With Bash, the parent shell waits until all the processes in the pipeline have exited, so it sits around waiting for the grep -c
to finish, which it won't do until you indicate EOF. Hence, your code seems to get stuck. With Heirloom Shell, the second grep
completes and exits, and the shell prompts again. Now you have two processes running, the first grep
and the shell, and they are both trying to read from the keyboard, and it is not determinate which one gets any given line of input (or any given EOF indication).
Note that even if you typed data as input to the first grep
, you would only get any lines that contain 'word2' shown on the output.
Footnote:
At one time, the answer used:
grep -E 'word1.*word2|word2.*word1' "$@"
grep 'word1.*word2' "$@"
This triggered the comments below.
Solution 3:
you could use awk. like this...
cat <yourFile> | awk '/word1/ && /word2/'
Order is not important.
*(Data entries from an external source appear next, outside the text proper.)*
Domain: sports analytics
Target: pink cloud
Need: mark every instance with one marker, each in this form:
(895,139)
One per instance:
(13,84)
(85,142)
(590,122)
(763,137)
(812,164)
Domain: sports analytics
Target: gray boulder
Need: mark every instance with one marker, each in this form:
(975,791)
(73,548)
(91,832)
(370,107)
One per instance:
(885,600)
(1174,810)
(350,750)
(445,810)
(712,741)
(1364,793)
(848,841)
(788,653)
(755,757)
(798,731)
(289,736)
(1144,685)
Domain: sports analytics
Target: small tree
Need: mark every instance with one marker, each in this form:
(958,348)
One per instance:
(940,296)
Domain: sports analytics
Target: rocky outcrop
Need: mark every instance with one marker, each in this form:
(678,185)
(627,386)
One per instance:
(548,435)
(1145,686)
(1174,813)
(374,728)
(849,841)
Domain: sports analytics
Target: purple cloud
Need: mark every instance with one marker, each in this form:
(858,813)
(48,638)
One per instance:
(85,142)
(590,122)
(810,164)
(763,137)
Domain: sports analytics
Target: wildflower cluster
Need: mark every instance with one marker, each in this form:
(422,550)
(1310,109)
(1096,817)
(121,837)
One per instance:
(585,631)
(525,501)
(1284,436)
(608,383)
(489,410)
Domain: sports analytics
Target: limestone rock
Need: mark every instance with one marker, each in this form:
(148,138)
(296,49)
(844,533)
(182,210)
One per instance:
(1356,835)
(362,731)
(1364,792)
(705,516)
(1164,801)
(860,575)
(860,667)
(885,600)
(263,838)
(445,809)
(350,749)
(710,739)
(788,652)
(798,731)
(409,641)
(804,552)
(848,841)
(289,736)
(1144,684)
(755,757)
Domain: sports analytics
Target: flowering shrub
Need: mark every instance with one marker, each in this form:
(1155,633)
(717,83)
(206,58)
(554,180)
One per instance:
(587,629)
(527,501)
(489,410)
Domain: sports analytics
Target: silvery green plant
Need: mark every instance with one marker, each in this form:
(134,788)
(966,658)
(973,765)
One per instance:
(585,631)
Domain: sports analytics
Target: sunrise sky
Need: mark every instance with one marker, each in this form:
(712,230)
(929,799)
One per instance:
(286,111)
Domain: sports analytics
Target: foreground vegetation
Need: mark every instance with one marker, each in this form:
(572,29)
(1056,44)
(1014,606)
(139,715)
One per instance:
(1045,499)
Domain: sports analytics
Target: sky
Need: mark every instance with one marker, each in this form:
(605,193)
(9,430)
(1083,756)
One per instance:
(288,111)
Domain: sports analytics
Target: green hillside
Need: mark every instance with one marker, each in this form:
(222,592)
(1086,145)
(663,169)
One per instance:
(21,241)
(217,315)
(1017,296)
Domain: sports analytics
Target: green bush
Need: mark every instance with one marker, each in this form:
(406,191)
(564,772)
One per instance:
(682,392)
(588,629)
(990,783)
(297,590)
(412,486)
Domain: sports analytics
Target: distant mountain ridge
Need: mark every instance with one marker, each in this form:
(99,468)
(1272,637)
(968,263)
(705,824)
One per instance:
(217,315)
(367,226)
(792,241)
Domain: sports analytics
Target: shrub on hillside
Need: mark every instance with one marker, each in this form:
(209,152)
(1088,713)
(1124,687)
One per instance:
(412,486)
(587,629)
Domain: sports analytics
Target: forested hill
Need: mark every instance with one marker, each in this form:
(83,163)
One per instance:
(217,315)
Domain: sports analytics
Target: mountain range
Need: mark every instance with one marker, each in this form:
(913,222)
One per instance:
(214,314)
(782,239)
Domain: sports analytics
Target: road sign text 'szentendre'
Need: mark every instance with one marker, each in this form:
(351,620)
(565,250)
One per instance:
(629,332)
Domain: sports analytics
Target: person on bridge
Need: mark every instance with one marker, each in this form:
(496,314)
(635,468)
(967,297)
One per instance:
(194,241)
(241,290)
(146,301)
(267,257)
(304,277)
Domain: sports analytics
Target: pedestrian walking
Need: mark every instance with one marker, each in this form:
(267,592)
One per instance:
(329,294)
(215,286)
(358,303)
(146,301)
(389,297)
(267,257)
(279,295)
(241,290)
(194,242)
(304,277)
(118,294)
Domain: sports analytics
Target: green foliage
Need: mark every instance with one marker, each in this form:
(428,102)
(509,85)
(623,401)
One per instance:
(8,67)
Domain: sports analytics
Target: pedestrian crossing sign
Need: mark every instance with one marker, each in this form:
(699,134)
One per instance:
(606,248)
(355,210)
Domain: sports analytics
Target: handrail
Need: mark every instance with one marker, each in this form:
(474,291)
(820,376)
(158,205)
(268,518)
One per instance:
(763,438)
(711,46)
So if you have a file and...
a file named , file1 contains:
word1 is in this file as well as word2
word2 is in this file as well as word1
word4 is in this file as well as word1
word5 is in this file as well as word2
then,
/tmp$ cat file1| awk '/word1/ && /word2/'
will result in,
word1 is in this file as well as word2
word2 is in this file as well as word1
yes, awk is slower.
Solution 4:
The main issue is that you haven't supplied the first grep with any input. You will need to reorder your command something like
grep "word1" logs | grep "word2"
If you want to count the occurences, then put a '-c' on the second grep.